The Supreme Court's decision this week on the Voting Rights Act left Arizona election and voting specialists split on whether it upholds state sovereignty or leaves voters vulnerable to discrimination.
Joe Kanefield, attorney, Ballard Spahr, Phoenix.
Arizona is among nine states affected by the court’s 5-4 ruling striking down part of the law, freeing the state from having to submit electoral changes to the federal government for approval, a process known as pre-clearance.
Joseph Kanefield, a Phoenix attorney and former state elections director, said in an interview for Friday's Arizona Week broadcast that he thinks the court's invalidating of the pre-clearance formula and thus, in effect, pre-clearance itself, was the right decision for Arizona.
"From an election administration point of view, things will be much smoother," Kanefield said. "At this point, from the elections officials' standpoint, they will be able to implement their changes in procedures and practices on a much more expedited basis.
"It will free them up to do things that may help eliminate lines in polling places and allow them to expedite the counting of ballots after the election," he said. " ... Anything that distracts the election officials prior to the election prevents them from doing the kinds of things that make elections go smoother."
Francisco Heredia, national field director, Mi Familia Vota.

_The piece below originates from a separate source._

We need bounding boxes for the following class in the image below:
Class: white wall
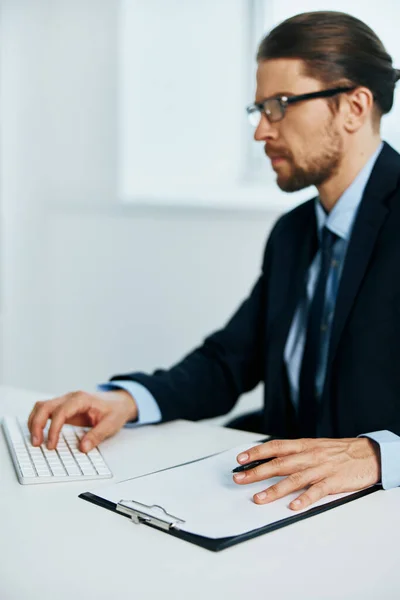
[0,0,287,423]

An advocate for Latino voters said in an Arizona Week interview that the ruling opens the door to more problems with voter suppression, which he said remains an issue in Arizona.
“We still struggle with discrimination, and things like voter ID laws that just put on unnecessary barriers, not only for Latino voters but everybody, to stop them from the easiest path to voting in every election,” said Francisco Heredia, national field director for Mi Familia Vota, a Phoenix-based organization.
An official of the Goldwater Institute disagreed.
“All of the protections that people think of when they think of the Voting Rights Act – guaranteeing access to the ballot, prohibiting discrimination – they remain intact," said Clint Bolick, vice president for litigation at Goldwater in Phoenix. "Nothing that was illegal yesterday is legal today.”
On behalf of the Goldwater Institute, Bolick, on more than one occasion, offered to cover the state's legal costs if it challenged the Voting Rights Act. State officials never took him up on the offer.
Bolick said Arizona never should have been subject to pre-clearance, because it never did anything as blatantly discriminatory as what Southern states were doing in attempting to keep blacks from voting in the 1960s.
Heredia said the state still should be under pre-clearance, because voter suppression and discrimination continues. He cited the Legislature's passage two weeks ago of a package of early-voting reforms, including a purge of the permanent early-voter mailing list and limits on who can collect and deliver early ballots.
Bolick said that before Tuesday's Supreme Court ruling, Arizona officials would have been required to seek pre-clearance from the U.S. Justice Department before enacting the legislation. Now, the law takes effect without federal review, something Bolick called a victory for state sovereignty.